Il 29 Settembre i 28 ministri dell’ Agricoltura Europei hanno incontrato alcuni piccoli produttori provenienti da tutto il vecchio continente, io (studentessa di gastronomia alle primisse armi) ho incontrato il Kulen. Arrivato direttamente dalla terra madre Slavonia, una regione di foreste e natura selvaggia nella Croazia dell’East, ha saputo conquistare il mio palato e quello di tutti coloro che, attirati dall’inebriante profumo che aleggiava nelle sue vicinanze, non hanno potuto evitare una conoscenza più “intima” tra un assaggio e una chiacchiera informativa che in automatico ha portato il fortunato degustatore a voler conoscere la natura della peculiarità del prodotto: speziato ed affumicato, con tutte le carte in regola per concorrere ad un fantomatico titolo di Re Insaccato.
La tecnica tradizionale prevede per la sua produzione l’utilizzo dei migliori tagli che maiale offre con una bassissima percentuale di parti grasse (è quindi un salume magro,salutare) insaporiti con sale, spezie, aglio e soprattutto paprika, il tutto insaccato nell’intestino cieco del maiale stesso (rendendo cosí tutto il prodotto commestibile da capo a coda) . La lavorazione della “salsiccia” ottenuta prevede alcune settimane in una sala di affumicatura per poi terminare il suo persorso in un altra camera di asciugatura, per un totale di circa un anno di stagionatura.
In passato era considerato un insaccato pregiato, quasi mai destinato al consumo abituale veniva gioiosamente gustato nelle occasioni speciali in quanto ciascun maiale può dar vita ad un solo Kulen e nelle piccole realtà familiari il numero di maiali macellati annualmente era piuttosto basso.

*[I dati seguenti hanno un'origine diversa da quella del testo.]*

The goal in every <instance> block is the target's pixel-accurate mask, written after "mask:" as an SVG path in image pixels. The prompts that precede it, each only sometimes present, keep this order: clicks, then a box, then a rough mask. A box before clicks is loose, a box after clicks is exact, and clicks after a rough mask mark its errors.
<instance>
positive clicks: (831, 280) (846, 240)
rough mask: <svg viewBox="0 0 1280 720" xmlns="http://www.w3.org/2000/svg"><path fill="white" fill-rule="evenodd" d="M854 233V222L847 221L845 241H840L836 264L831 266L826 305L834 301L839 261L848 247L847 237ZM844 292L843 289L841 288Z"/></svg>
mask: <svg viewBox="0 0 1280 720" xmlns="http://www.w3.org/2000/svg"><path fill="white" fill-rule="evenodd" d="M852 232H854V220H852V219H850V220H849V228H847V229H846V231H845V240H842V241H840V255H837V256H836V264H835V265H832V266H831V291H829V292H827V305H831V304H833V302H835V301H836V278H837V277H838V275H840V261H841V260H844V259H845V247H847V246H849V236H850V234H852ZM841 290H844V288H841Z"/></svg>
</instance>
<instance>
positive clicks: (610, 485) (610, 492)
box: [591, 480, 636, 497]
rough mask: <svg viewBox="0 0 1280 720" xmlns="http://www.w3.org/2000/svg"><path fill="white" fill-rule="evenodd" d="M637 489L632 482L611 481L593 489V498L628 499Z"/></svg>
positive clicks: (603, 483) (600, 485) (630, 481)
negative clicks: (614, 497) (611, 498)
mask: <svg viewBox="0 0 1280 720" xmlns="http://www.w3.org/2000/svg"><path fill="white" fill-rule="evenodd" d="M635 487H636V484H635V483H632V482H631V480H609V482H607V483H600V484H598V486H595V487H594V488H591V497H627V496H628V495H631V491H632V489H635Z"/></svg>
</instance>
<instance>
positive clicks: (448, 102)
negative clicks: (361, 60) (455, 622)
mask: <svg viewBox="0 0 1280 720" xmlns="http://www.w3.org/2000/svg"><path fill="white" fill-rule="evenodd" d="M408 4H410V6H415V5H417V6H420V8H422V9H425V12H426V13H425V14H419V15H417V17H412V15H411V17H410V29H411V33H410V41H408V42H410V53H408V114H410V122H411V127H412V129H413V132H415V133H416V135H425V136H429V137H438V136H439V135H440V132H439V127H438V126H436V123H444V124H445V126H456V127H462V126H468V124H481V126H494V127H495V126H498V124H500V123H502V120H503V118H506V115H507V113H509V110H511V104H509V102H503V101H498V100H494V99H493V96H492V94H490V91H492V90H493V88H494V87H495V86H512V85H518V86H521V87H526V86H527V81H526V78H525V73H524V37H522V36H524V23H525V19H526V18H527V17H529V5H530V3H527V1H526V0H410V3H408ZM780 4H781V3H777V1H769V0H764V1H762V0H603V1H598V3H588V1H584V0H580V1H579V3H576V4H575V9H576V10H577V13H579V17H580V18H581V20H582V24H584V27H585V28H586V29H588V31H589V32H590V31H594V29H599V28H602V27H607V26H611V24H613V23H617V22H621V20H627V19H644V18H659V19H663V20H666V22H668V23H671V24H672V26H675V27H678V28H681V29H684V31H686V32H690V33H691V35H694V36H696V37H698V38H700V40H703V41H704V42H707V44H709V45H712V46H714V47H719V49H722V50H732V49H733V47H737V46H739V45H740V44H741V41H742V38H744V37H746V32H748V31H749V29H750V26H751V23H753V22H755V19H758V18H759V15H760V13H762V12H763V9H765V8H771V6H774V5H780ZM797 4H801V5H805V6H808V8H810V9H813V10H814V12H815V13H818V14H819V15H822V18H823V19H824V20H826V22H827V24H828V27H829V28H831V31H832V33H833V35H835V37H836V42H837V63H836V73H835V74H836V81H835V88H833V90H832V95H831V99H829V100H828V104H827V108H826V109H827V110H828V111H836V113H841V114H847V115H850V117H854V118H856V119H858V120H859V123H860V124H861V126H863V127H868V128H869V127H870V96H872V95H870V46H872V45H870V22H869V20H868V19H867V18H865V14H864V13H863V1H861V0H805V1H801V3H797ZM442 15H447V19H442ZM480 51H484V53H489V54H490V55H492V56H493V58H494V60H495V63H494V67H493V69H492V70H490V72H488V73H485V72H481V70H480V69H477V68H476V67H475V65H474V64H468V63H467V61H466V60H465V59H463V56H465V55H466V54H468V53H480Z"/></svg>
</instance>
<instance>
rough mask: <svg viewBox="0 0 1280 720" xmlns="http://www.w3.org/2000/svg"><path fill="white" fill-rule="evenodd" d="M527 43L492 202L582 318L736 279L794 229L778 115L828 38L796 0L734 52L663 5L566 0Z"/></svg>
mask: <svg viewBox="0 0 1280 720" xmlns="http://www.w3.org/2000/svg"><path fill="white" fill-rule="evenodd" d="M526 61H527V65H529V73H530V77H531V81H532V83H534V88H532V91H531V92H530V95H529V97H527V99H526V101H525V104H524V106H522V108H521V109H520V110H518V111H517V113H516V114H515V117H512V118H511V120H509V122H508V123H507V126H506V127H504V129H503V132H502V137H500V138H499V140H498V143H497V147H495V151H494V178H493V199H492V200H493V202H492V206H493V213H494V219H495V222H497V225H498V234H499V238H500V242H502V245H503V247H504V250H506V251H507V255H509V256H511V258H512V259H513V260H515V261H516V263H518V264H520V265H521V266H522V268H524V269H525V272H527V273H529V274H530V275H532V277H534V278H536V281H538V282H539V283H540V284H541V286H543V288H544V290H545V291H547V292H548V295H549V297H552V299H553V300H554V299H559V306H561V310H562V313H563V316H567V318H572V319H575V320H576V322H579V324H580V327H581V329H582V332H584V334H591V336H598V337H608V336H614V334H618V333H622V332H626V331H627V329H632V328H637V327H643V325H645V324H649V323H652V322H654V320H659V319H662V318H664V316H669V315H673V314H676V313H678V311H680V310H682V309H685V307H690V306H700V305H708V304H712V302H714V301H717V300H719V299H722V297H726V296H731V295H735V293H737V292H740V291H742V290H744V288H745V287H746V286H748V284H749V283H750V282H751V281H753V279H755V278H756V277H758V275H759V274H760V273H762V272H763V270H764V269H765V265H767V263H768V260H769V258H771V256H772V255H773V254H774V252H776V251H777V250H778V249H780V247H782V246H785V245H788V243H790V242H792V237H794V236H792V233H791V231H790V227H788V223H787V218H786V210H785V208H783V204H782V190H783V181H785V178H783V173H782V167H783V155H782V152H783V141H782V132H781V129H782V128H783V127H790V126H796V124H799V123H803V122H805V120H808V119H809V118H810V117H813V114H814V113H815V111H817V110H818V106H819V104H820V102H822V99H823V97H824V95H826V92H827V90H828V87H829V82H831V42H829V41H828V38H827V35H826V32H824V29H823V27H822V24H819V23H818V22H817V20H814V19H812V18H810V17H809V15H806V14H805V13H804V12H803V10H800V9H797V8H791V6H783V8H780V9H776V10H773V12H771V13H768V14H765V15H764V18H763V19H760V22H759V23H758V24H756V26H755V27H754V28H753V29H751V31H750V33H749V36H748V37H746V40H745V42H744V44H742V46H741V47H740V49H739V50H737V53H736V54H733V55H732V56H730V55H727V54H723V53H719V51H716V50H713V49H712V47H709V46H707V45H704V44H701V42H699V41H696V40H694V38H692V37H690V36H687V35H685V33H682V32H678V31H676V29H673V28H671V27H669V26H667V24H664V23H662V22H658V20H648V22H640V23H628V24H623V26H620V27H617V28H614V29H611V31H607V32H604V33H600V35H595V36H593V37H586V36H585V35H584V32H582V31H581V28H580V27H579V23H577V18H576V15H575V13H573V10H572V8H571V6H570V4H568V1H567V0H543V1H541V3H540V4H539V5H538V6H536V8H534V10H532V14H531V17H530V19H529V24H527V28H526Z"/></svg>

La razza regina per la produzione impeccabile del salume è il Maiale Nero della Slavonia, dal manto nero appunto, diffuso in Ungheria e in VoJvodina come in Croazia che contiene il giusto equilibrio di parti magre e grasse nella sua carne.
La fiaba di questo “re” non sta camminando purtroppo verso il suo lieto fine: attualmente l’introduzione di nuovi ibridi piú produttivi nell’allevamento industriale ha fatto si che attualmente rimasti solo circa 200 esemplari della razza pura sono ancora in vita e, come se non bastasse,ad aggravare il problema si sono aggiunte le nuove leggi croate che attualmente impediscono l’allevamento classico naturale nelle foreste di quercia a discapito della qualità delle carni che risultano cosí con un maggior numero di parti grasse.
Ma non è detta l’ultima parola:28 produttori sono attualmente uniti in un’associazione per la protezione della razza animale e grazie all’intervento di Slow Food Croazia il Kulen fará parte dell’ Arca del Gusto a breve. Si sta lavorando per assegnargli anche l’etichetta di Presidio c’è chi ha iniziato ad impegnarsi per la salvaguardia di un prodotto che rischia di diventare non soltanto memoria di alcuni oggi ma carta stampata per molti un domani. Un barlume di speranza si è acceso.
Incontrare Katarina Kozina (presidente della condotta Slow Food Slavonica) in rappresentanza dell’unico produttore attuale di Kulen al 100%,il signor Adam Zvonarević, e i suoi Kulen è stata la mia emozione della giornata e leggere l’amore per la sua terra e la sua tradizione tra parole e gesti ha alimentato in me la voglia di tutelare i “monumenti commestibili” che sono attualmente minacciati e ridotti spesso in fin di vita da un’ignorante tendenza all’omologazione, dal degrado ambientale e dall’agricoltura industriale. L’idea di un futuro monogusto mi rabbrivida, ma per fortuna nel mio oceano siamo in molti a nuotare nella mia stessa direzione e pian piano, saremo il cambiamento che vogliamo.